Finally, regarding the interpretability analysis, Table 4 shows that most of the studies presented results of specificity and sensitivity (44 out of 47 studies), all the studies performed a stability measurement of their model, only four studies did not compared their results with the existing literature, and only seven did not specify which features were the most important for the classification task. On the other hand, only 19 studies presented their results along with some kind of visualization of the most relevant brain areas for the prediction of MCI conversion. Finally, only 17 articles made an analysis of confounds and Lebedev et al. (37) were the only group that complied with the generalizability sublevel, testing their model in different cohorts.

Table 4

Analysis of the interpretability based on Kohoutová et al. (21)

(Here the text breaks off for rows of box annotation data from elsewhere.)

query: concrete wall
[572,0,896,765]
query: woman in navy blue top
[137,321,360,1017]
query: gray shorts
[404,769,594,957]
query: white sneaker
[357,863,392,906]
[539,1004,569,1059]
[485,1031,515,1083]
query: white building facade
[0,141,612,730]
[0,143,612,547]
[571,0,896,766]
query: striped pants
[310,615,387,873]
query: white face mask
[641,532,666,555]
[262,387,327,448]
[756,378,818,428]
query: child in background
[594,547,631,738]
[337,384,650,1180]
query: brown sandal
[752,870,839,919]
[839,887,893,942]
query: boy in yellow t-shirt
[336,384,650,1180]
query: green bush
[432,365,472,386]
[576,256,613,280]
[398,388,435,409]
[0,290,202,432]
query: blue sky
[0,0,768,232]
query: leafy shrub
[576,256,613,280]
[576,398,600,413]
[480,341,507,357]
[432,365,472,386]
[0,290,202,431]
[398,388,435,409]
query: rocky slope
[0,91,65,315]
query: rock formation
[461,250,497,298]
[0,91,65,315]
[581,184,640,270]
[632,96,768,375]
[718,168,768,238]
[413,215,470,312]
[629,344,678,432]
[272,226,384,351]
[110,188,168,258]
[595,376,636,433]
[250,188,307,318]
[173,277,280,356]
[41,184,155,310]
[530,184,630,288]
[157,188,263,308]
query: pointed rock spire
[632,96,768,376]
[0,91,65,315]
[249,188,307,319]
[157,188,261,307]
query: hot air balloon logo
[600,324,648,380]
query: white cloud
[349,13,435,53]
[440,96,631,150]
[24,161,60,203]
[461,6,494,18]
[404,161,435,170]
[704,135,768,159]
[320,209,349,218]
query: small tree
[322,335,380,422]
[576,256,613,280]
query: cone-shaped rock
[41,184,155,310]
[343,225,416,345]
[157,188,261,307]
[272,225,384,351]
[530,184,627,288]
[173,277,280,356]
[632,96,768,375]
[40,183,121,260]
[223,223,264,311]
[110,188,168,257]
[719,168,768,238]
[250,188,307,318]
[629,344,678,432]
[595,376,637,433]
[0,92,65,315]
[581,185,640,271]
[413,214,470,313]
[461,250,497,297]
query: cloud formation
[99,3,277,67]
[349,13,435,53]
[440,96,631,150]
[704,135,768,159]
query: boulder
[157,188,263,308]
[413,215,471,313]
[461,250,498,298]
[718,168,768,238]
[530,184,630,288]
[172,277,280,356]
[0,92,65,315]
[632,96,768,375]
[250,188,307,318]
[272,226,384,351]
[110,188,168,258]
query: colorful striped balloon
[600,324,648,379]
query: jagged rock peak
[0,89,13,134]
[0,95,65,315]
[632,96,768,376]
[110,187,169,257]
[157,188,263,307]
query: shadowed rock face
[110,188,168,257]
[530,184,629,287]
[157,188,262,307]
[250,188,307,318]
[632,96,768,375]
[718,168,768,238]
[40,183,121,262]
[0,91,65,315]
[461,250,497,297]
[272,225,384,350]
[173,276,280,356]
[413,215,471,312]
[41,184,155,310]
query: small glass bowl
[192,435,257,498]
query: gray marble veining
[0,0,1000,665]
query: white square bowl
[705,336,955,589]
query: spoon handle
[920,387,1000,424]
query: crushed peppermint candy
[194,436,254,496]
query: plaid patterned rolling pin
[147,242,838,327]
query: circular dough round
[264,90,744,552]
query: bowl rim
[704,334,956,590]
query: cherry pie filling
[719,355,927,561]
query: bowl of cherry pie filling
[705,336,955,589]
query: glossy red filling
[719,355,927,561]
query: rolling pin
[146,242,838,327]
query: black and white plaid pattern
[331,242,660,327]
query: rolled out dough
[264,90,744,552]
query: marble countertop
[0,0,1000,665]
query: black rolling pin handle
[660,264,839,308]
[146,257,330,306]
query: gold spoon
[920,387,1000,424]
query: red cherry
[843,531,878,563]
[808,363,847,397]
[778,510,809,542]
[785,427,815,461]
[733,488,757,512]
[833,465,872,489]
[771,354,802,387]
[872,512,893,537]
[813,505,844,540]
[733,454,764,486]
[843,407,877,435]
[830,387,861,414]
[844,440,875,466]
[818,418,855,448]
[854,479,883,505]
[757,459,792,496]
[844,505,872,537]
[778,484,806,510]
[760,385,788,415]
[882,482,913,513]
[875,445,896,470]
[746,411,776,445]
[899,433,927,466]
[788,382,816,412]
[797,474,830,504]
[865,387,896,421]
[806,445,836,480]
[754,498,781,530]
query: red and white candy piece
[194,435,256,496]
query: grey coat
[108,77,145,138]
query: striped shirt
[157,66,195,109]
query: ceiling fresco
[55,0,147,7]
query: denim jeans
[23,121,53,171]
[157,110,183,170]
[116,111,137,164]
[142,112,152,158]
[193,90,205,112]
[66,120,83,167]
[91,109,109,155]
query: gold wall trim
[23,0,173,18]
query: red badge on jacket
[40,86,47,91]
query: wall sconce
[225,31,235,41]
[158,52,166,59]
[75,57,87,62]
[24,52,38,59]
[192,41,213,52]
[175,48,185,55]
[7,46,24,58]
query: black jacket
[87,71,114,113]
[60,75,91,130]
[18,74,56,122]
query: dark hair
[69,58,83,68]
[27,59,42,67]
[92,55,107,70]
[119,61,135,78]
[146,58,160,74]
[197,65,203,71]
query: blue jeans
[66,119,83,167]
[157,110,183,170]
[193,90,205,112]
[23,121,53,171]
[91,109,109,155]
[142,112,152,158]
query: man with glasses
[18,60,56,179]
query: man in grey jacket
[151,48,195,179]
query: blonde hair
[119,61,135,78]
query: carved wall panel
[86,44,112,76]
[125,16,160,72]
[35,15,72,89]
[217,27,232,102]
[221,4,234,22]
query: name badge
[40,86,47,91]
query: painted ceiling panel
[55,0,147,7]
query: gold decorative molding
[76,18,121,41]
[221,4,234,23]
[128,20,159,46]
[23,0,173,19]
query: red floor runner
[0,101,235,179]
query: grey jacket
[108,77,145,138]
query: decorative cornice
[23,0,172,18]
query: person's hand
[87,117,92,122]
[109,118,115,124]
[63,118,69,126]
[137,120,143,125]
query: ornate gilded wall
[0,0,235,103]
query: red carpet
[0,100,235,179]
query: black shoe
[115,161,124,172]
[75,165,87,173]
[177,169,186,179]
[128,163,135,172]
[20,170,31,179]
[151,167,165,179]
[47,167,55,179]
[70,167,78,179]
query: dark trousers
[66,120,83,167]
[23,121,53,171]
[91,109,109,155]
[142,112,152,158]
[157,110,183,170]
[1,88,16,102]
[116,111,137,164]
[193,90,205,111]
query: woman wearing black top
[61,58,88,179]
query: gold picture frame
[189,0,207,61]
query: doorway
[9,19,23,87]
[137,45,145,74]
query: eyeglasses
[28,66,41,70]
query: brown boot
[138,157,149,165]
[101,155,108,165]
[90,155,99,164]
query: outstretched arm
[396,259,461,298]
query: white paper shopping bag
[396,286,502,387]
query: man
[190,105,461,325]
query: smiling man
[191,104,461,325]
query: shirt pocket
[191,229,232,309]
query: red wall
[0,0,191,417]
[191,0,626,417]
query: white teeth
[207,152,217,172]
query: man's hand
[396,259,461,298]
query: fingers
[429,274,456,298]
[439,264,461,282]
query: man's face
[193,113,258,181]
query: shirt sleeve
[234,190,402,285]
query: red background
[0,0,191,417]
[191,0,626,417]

		Model			Feature			Biology
Author (year)	SEN/SPE		GN	AC	ST	IMP	VIS	LIT
Plant et al. (2010) (23)	√		-	√	√	√	-	√
Costafreda et al. (2011) (24)	√		-	√	√	√	√	√
Chincarini et al. (2011) (25)	√		-	√	√	√	-	√
Filipovych et al. (2011) (26)	√		-	-	√	√	√	√
Hinrichs et al. (2011) (8)	√		-	-	√	√	√	√
Westman et al. (2011) (37)	√		-	-	√	√	√	√
Zhang et al. (2011) (28)	-		-	-	√	√	√	√
Cho et al. (2012) (29)	√		-	-	√	√	√	√
Gray et al. (2012) (30)	√		-	√	√	√	√	√
Toussaint et al. (2012) (31)	√		-	√	√	√	√	√
Zhang et al. (2012) (9)	√		-	-	√	√	√	√
Casanova et al. (2013) (32)	√		-	-	√	√	-	√
Liu, X. et al. (2013) (33)	√		-	-	√	√	√	√
Wee et al. (2013) (34)	√		-	-	√	√	-	√
Young et al. (2013) (35)	√		-	-	√	-	-	-
Guerrero et al. (2014) (36)	√		-	√	√	√	-	√
Lebedev et al. (2014) (37)	√		√	-	√	√	√	√
Liu, M. et al. (2014) (38)	√		-	-	√	√	√	√
Liu, F. et al. (2014) (39)	√		-	-	√	-	-	-
Min et al. (2014) (40)	√		-	√	√	-	-	-
Suk et al. (2014) (41)	√		-	√	√	√	-	√
Cheng et al. (2015) (42)	√		-	√	√	-	-	-
Moradi et al. (2015) (43)	√		-	-	√	√	-	√
Ritter et al. (2015) (44)	√		-	-	√	√	-	√
Salvatore et al. (2015) (45)	√		-	-	√	√	√	√
Collij et al. (2016) (46)	√		-	√	√	√	√	√
Li et al. (2016) (47)	√		-	√	√	√	√	√
López et al. (2016) (48)	√		-	-	√	√	-	√
Thung et al. (2016) (49)	√		-	√	√	√	-	√
Long et al. (2017) (50)	√		-	-	√	√	-	√
Donnelly-Kehoe et al. (2018) (51)	√		-	√	√	√	-	√
Gao et al. (2018) (52)	√		-	-	√	√	-	√
Khanna et al. (2018) (53)	-		-	√	√	√	-	√
Popuri et al. (2018) (54)	√		-	√	√	√	-	√
Gupta et al. (2019) (55)	√		-	-	√	√	-	√
Lee et al. (2019) (56)	√		-	-	√	√	√	√
Pusil et al. (2019) (57)	√		-	-	√	√	-	√
Spasov et al. (2019) (58)	√		-	-	√	√	-	√
Wee et al. (2019) (59)	√		-	√	√	√	√	√
Abrol et al. (2020) (60)	√		-	√	√	√	√	√
Gao et al. (2020) (61)	√		-	-	√	-	-	√
Giorgio et al. (2020) (62)	√		-	-	√	√	-	√
Lin et al. (2020) (63)	√		-	-	√	√	-	√
Pan et al. (2020) (64)	-		-	-	√	√	-	√
Ramon-Julvez et al. (2020) (65)	√		-	-	√	-	-	√
Xiao et al. (2020) (66)	√		-	-	√	-	-	√
Xu et al. (2020) (67)	√		-	-	√	√	√	√
Total (48)		44	1	17	47	40	19	43
Note. This table shows an interpretability analysis performed for each study selected in our review following the framework proposed in Kohoutová et al. (2020). Presence (√) or absence (-) of the different sublevels assessments. Behavioural Analysis, Representational Analysis and Invasive studies sub-levels are not applicable to this type of studies by its definition. SEN = Sensitivity; SPE = Specificity; GN = Generalizability; AC = Analysis of confounds; ST = Stability; IMP = Importance; VIS = Visualization; LIT = Literature.

4 Discussion

The complexity of neuroimaging results and the amplitude of the deterioration and symptoms present in multiple areas and functions in AD, make its prediction practically impossible in patients with MCI by simply visualizing an image or result of MRI, PET, or other neuroimaging techniques. Nevertheless, using the publicly available neuroimaging data collected over the last decades, together with the newly developed ML algorithms, researchers can not only distinguish the brains of AD patients and healthy people with high accuracy, but can also predict MCI patient’s disease progression (i.e., whether a MCI patient will progress to AD or remain stable in the future). This information is highly valuable for clinicians in order to achieve more accurate diagnoses and therefore set treatment plans that can slow down the progression of the disease and prevent higher degrees of cognitive impairment.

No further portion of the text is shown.